Hi! I’m trying to convert two models from TensorSpeech/TensorflowTTS into tensorflow.js, but the expected input dimensions seem to be set to a specific number instead of being allowed to vary. E.g. I expect the input shape for my mel spectrogram generator to be [-1, -1], but tensorflowjs_wizard converts it to [-1, 10], which only lets me input exactly 10 phonemes. The output of this spectrogram generator is a different size than the conversion wizard makes the vocoder model accept. Is there a setting in the wizard or in tensorflow.js I am overlooking?
Are you able to share the input saved model with us for us to check what may be happening here? If you could share via Google drive or similar to me I can ask our team to check what may be causing this. If you can not share publicly via link here let me know and I can drop you a message on LinkedIn/Twitter with my work email to share to privately if that works better for you for the purpose of trying to debug this. Thanks!
Sure! Thanks a ton for helping
Here in this folder is the original SavedModel and the tensorflow.js model converted with tensorflowjs_wizard.
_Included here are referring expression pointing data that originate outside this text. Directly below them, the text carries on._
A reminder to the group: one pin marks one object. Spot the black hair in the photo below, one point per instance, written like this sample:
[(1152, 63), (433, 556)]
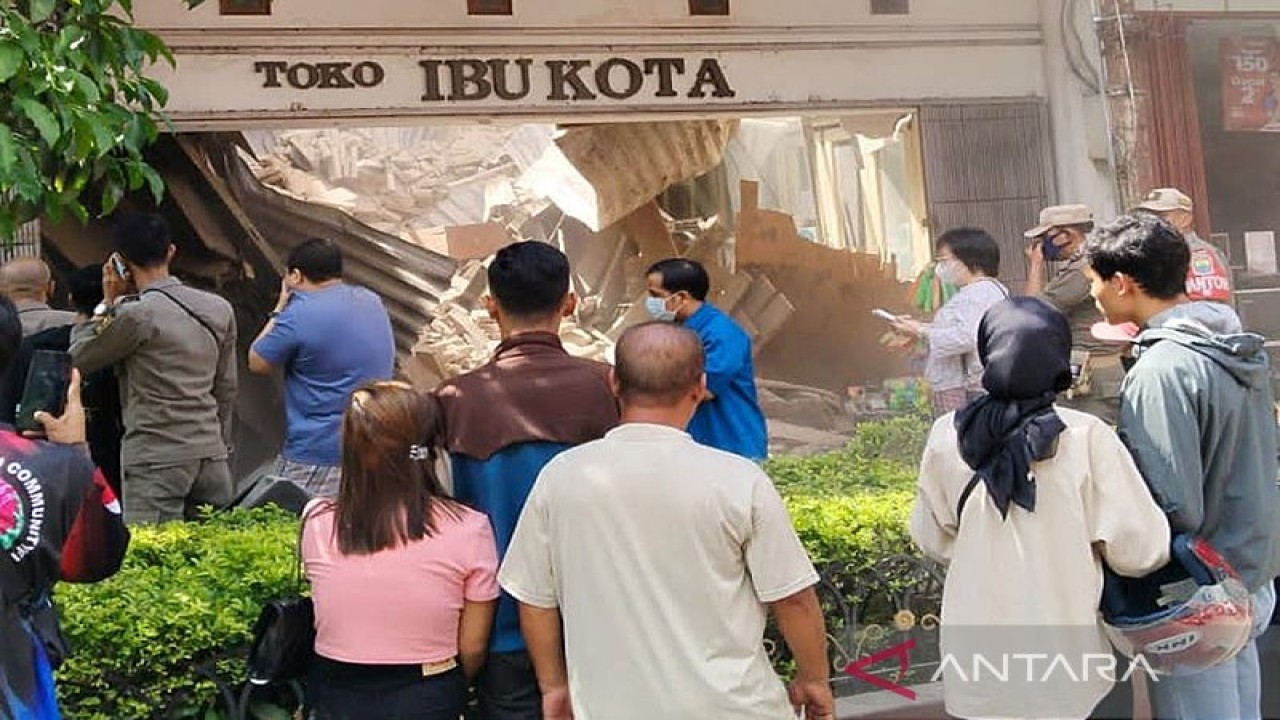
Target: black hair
[(1144, 247), (529, 279), (85, 287), (316, 259), (142, 238), (974, 247), (682, 276), (10, 335)]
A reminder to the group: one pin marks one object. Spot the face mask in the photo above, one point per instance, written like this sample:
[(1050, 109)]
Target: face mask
[(657, 308), (947, 270), (1052, 251)]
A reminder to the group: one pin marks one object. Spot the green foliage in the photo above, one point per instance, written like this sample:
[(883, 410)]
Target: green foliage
[(881, 456), (78, 108), (186, 600), (187, 597)]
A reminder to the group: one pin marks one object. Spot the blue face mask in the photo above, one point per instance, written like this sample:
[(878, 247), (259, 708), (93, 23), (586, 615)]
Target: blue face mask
[(657, 308), (1052, 251)]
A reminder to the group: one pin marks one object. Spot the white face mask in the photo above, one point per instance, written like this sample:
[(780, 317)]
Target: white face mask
[(657, 308), (947, 270)]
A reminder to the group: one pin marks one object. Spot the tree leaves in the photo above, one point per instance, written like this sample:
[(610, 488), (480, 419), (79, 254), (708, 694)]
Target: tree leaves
[(41, 10), (44, 121), (10, 59), (78, 109)]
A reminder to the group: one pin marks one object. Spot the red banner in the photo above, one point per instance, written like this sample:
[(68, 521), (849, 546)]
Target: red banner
[(1251, 83)]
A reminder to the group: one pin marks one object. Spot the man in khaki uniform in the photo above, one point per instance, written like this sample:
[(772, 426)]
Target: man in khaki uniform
[(174, 351), (28, 283), (1098, 373), (1208, 277)]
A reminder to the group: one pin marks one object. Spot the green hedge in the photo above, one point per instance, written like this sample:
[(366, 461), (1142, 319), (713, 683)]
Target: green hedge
[(182, 606), (851, 505)]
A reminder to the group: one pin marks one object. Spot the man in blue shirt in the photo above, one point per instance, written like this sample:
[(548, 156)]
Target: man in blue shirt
[(506, 420), (330, 338), (730, 418)]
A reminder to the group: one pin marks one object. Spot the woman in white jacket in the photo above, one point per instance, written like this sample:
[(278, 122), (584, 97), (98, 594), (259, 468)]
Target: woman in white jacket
[(969, 259), (1025, 501)]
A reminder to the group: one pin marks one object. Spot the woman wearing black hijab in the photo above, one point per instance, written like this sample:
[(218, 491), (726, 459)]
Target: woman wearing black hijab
[(1045, 495)]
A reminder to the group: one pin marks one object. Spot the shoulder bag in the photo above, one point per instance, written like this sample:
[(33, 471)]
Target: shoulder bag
[(284, 634)]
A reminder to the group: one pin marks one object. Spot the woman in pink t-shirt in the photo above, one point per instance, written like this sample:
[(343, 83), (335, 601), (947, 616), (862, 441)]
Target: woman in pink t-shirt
[(403, 577)]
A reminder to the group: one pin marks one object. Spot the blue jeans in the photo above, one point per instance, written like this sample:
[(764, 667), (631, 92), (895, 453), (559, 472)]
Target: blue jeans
[(1232, 691)]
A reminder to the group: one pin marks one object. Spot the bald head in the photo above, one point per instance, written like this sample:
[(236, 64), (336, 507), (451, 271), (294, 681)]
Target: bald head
[(26, 278), (658, 364)]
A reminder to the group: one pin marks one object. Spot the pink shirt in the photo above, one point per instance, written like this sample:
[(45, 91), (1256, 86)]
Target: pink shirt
[(400, 606)]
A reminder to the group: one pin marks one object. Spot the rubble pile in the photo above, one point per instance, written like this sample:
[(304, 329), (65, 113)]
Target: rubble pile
[(464, 337), (408, 182), (466, 192)]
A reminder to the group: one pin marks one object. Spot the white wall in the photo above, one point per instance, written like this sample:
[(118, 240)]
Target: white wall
[(809, 55), (1082, 154), (583, 13)]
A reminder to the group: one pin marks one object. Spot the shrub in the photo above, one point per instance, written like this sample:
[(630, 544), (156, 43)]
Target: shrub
[(181, 609), (851, 505), (149, 642)]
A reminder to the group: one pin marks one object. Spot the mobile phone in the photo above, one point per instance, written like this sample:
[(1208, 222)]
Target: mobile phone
[(45, 390), (119, 265)]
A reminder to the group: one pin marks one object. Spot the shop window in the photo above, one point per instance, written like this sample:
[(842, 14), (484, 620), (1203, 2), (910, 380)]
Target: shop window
[(245, 7), (708, 7), (489, 7), (891, 7)]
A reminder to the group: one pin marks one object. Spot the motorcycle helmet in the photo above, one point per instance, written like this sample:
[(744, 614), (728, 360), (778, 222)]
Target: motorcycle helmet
[(1189, 616)]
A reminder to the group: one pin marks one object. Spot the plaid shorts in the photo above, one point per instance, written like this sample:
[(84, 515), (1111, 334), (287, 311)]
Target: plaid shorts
[(320, 481)]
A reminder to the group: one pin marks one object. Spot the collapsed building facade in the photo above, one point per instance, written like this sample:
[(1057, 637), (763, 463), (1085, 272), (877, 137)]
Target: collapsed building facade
[(807, 155)]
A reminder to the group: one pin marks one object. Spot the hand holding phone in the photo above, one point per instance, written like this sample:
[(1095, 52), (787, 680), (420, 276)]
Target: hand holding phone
[(118, 264), (117, 279), (45, 391)]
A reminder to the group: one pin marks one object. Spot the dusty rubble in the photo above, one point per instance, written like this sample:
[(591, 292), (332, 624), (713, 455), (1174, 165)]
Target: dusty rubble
[(466, 192)]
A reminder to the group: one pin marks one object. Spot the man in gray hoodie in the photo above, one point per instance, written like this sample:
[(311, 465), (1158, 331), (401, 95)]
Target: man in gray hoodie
[(1197, 411)]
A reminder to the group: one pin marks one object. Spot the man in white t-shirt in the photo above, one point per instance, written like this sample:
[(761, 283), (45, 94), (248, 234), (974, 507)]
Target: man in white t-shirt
[(645, 564)]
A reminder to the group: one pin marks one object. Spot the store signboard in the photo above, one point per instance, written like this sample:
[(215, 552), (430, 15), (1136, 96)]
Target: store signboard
[(1251, 83)]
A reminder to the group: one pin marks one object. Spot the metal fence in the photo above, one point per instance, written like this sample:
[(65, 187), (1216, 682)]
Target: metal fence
[(24, 244)]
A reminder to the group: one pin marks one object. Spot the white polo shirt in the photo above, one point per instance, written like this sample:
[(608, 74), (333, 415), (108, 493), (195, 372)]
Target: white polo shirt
[(661, 555)]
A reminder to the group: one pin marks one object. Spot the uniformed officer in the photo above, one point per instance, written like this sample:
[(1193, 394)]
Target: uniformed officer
[(174, 351), (1098, 372), (1208, 277)]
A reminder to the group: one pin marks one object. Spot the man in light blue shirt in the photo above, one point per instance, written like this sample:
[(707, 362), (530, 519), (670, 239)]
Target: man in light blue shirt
[(329, 338), (730, 418)]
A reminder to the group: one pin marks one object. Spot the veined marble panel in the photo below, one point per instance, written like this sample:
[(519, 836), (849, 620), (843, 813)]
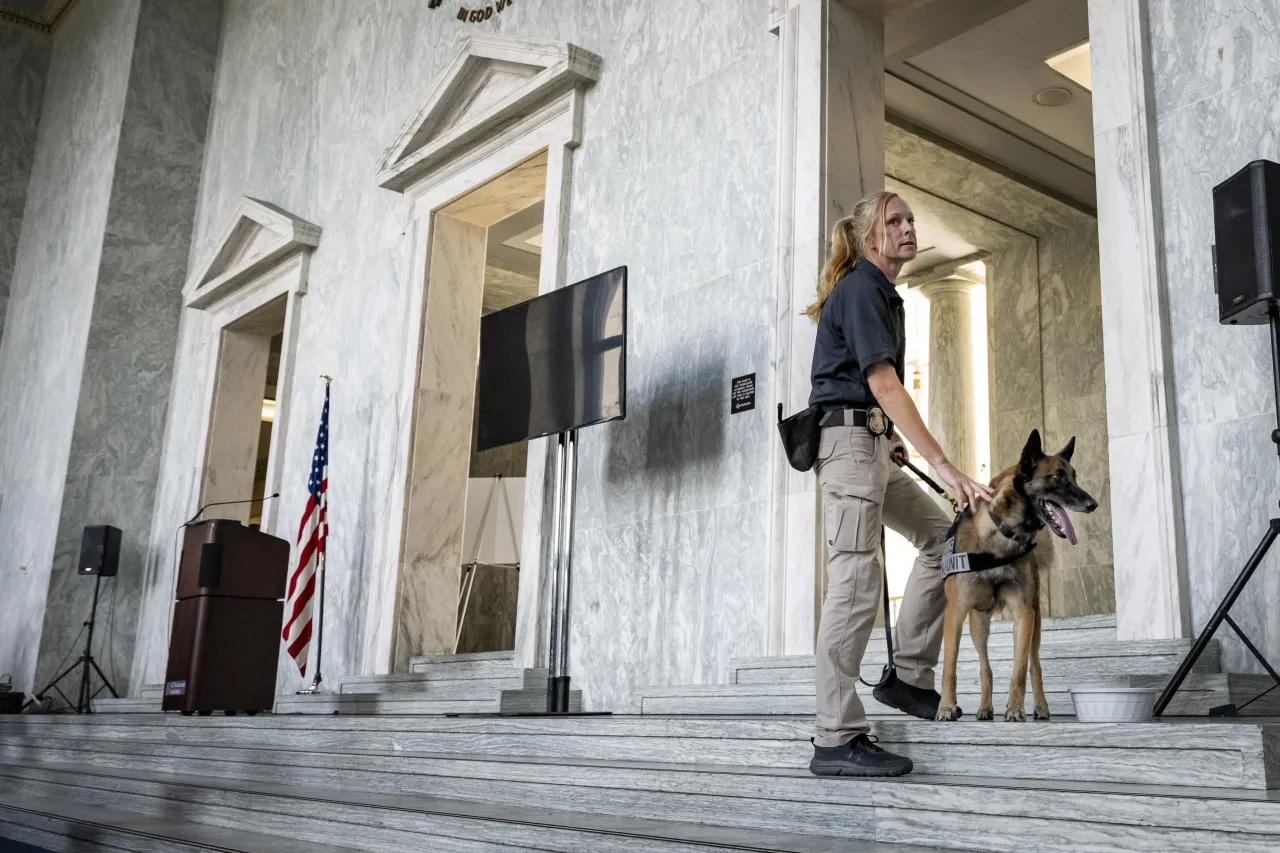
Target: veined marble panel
[(23, 65), (1225, 401), (50, 297), (929, 167), (128, 357), (1232, 483), (1201, 50), (1015, 387), (666, 601)]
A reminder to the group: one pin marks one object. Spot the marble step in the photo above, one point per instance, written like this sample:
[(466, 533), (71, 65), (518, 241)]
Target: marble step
[(1200, 692), (1211, 755), (438, 688), (451, 667), (127, 705), (384, 703), (1064, 660), (385, 822), (72, 826), (976, 812)]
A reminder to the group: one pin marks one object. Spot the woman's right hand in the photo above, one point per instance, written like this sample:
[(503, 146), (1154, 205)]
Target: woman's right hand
[(965, 489)]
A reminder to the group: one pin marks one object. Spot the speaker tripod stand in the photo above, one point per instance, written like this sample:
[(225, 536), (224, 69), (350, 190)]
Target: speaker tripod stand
[(86, 664), (1224, 610)]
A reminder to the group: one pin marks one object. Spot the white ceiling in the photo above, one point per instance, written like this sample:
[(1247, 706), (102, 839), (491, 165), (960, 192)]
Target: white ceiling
[(968, 71)]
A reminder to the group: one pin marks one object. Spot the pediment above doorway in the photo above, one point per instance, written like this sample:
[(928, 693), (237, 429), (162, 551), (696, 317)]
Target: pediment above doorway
[(490, 83), (257, 237)]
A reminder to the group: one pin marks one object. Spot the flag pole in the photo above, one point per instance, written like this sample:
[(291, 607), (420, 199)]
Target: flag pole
[(315, 683)]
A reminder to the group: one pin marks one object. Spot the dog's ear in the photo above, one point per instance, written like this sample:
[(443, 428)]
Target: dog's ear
[(1032, 454)]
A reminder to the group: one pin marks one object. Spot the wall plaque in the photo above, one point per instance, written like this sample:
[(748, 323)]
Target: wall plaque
[(741, 393)]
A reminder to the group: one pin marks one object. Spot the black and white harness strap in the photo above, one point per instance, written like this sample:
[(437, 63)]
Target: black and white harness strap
[(965, 561)]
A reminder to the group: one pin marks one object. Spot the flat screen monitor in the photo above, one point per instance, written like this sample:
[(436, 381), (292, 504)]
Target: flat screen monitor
[(554, 363)]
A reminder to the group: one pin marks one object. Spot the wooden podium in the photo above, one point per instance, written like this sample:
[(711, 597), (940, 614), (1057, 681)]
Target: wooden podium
[(227, 620)]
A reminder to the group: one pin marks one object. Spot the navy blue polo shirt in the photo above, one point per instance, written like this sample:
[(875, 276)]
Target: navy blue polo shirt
[(862, 324)]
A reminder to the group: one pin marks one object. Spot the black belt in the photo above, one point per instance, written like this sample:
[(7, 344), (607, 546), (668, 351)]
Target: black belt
[(855, 418)]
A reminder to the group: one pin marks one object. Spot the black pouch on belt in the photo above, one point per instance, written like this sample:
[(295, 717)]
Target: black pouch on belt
[(801, 433)]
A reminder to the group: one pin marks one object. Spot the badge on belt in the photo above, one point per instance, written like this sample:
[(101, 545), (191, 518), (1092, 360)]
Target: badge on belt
[(877, 424)]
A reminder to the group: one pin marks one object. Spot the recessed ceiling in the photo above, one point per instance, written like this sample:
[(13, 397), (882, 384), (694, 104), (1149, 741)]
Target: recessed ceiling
[(1001, 64), (969, 72), (37, 14)]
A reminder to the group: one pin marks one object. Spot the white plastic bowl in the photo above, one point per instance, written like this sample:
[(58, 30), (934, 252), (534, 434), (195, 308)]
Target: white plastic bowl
[(1112, 705)]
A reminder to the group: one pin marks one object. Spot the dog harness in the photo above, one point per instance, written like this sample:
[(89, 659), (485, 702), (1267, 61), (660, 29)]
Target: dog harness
[(965, 561)]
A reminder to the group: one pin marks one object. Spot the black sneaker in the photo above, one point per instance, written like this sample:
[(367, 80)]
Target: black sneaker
[(859, 757), (910, 699)]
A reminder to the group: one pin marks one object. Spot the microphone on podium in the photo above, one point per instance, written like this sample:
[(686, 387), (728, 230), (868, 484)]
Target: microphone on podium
[(201, 510)]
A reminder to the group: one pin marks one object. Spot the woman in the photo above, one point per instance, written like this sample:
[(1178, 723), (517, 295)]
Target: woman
[(858, 381)]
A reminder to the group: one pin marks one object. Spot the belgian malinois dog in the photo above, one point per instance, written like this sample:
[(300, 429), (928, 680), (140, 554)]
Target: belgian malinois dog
[(1032, 500)]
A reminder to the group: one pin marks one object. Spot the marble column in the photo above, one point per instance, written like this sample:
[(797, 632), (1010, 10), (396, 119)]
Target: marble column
[(951, 386), (1148, 539), (831, 153)]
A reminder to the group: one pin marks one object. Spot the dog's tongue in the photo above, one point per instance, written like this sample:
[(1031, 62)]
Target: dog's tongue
[(1064, 521)]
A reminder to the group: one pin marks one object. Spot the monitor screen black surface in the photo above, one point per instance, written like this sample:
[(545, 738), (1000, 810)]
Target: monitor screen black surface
[(554, 363)]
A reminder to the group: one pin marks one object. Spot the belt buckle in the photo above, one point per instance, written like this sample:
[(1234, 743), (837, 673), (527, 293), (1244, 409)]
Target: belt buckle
[(877, 424)]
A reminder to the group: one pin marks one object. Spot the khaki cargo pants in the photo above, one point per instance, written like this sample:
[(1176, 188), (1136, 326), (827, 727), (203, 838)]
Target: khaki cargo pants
[(860, 489)]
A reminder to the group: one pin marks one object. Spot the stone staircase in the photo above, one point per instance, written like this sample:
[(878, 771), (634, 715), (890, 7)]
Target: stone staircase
[(629, 783), (480, 683), (702, 769), (1073, 652)]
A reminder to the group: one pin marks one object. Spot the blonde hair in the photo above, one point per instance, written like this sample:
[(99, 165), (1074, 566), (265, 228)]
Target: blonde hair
[(849, 240)]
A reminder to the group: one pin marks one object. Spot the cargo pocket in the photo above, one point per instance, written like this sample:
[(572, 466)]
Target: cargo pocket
[(851, 525)]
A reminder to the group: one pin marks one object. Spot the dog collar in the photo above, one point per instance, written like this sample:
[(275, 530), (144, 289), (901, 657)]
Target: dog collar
[(1009, 533), (964, 561)]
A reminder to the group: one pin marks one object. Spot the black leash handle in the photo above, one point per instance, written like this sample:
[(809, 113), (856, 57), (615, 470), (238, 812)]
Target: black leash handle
[(933, 486)]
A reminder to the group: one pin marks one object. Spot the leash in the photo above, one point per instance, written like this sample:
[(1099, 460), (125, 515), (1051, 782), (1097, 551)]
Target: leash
[(955, 505), (890, 673)]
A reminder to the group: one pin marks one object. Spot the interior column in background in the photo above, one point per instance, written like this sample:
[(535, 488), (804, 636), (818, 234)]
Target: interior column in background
[(952, 401)]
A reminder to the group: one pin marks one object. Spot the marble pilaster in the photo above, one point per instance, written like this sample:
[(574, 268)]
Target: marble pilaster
[(50, 308), (831, 153), (23, 65), (952, 401), (133, 327), (1151, 587)]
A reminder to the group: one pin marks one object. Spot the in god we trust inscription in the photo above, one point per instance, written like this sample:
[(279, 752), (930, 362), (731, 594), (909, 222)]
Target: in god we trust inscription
[(475, 16)]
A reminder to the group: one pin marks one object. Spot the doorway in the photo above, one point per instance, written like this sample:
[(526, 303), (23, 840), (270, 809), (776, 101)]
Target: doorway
[(465, 514), (242, 416)]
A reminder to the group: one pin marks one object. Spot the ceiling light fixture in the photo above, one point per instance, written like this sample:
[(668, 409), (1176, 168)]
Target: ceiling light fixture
[(1052, 96), (1073, 64)]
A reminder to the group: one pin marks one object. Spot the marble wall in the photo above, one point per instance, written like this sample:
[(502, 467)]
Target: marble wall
[(133, 325), (1215, 82), (50, 304), (1080, 578), (1045, 329), (673, 178), (23, 64)]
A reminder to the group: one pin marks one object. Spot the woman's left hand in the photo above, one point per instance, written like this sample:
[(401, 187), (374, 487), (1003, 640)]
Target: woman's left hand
[(897, 451)]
It contains architecture information, but it is an instance of FastSpeech2 from TensorflowTTS.
Hey, I got it working so here’s that demo TensorflowTTS in Tensorflow.js
Unfortunately it seems to work extremely slowly, even after quantizing it to a much smaller size. I’ve already tried all the different backends (it is not compatible with WASM), and no luck making it faster than WebGL. I don’t know very much about FastSpeech2, MB-MelGAN, or TensorFlow, so I’m not sure there’s anything I can do to make it faster. I guess my dream of turning this into a useful browser extension won’t work
Latency aside, this is so cool! I have some questions: Can you customize the voice easily for this eg can I make it sound like me? I managed to clone my voice once with a 3rd party and curious if it would now be possible via your conversion too?
Even though it takes some time - on my old laptop its about 8 seconds for me, it is still a really interesting demo. I will try on my desktop later which is more modern with a dedicated GPU to see if that improves things. I will also share with our team to see if they have any ideas on optimization here.
For the WASM compatibility is it a missing op issue?
@Taylor I have tried your demo, it is pretty amazing.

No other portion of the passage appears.